Le 4 mai, Joe Biden répète espérer rencontrer son homologue. "Je l'espère et j'y crois. Nous y travaillons". 

Mi-avril, il avait proposé une rencontre. Vladimir Poutine avait laissé ses porte-parole répondre, le Kremlin assurant que des "dates concrètes" étaient à l'étude. 

 

"Ils violent les droits"

"Je vais rencontrer le président Poutine dans deux semaines à Genève, annonce Joe Biden le 30 mai. Et je dirai clairement que nous ne resterons pas les bras croisés pendant qu'ils violent les droits (humains)". 

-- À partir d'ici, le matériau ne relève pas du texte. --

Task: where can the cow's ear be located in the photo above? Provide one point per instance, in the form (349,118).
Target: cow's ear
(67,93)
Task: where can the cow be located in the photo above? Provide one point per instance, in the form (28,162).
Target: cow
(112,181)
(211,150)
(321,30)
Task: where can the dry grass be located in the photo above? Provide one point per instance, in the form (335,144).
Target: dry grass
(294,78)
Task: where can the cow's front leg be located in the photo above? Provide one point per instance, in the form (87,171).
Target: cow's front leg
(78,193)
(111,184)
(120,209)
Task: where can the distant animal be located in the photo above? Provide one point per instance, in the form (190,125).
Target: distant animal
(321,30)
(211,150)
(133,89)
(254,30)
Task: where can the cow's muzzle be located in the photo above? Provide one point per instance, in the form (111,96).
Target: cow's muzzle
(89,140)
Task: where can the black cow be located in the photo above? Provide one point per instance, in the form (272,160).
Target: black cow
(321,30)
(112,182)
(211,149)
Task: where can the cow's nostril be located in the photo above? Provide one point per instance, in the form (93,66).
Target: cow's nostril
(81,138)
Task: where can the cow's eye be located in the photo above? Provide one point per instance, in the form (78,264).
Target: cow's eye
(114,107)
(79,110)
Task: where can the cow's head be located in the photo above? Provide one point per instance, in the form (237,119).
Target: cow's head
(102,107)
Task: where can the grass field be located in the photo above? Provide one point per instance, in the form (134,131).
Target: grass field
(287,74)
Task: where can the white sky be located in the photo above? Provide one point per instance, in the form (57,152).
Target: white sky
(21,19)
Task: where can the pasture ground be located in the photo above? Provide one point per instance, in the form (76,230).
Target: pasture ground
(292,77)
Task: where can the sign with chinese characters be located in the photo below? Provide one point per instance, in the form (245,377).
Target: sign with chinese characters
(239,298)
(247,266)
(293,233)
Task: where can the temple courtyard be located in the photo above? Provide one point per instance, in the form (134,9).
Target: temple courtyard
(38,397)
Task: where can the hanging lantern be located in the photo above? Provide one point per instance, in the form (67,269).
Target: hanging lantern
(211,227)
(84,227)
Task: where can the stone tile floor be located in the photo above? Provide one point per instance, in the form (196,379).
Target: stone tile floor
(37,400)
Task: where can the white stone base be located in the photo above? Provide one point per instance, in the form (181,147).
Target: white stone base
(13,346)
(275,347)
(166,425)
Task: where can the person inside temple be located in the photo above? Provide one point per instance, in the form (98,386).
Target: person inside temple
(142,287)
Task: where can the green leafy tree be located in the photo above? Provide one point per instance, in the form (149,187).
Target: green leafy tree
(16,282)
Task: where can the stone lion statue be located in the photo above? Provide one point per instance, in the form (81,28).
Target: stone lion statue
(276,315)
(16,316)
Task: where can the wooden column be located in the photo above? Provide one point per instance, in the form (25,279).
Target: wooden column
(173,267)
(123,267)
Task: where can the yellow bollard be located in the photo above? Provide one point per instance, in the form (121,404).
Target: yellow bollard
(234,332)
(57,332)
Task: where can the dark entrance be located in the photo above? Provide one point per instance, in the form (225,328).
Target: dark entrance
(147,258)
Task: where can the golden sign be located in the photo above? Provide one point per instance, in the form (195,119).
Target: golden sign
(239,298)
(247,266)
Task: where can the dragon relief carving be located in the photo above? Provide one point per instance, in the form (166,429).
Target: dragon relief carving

"Nous ne nous faisons pas d'illusions et nous n'essayons pas de donner l'impression qu'il y aura une percée, des décisions historiques amenant des changements fondamentaux", rétorque le 1er juin, le ministre russe des Affaires étrangères Sergueï Lavrov. 

 

"Machiste"

Interrogé samedi sur l'épithète de "tueur", Vladmir Poutine a eu un petit rire: "(...) je me suis habitué à des attaques sous tous les angles et de toutes parts sous toutes sortes de prétextes et de raisons, et de différents calibres et violence, et rien de tout cela ne me surprend", ajoutant que "tueur" est un un terme "machiste" propre à Hollywood.

Un tel discours "fait partie de la culture politique américaine où cela est considéré comme normal. Mais pas ici, au fait".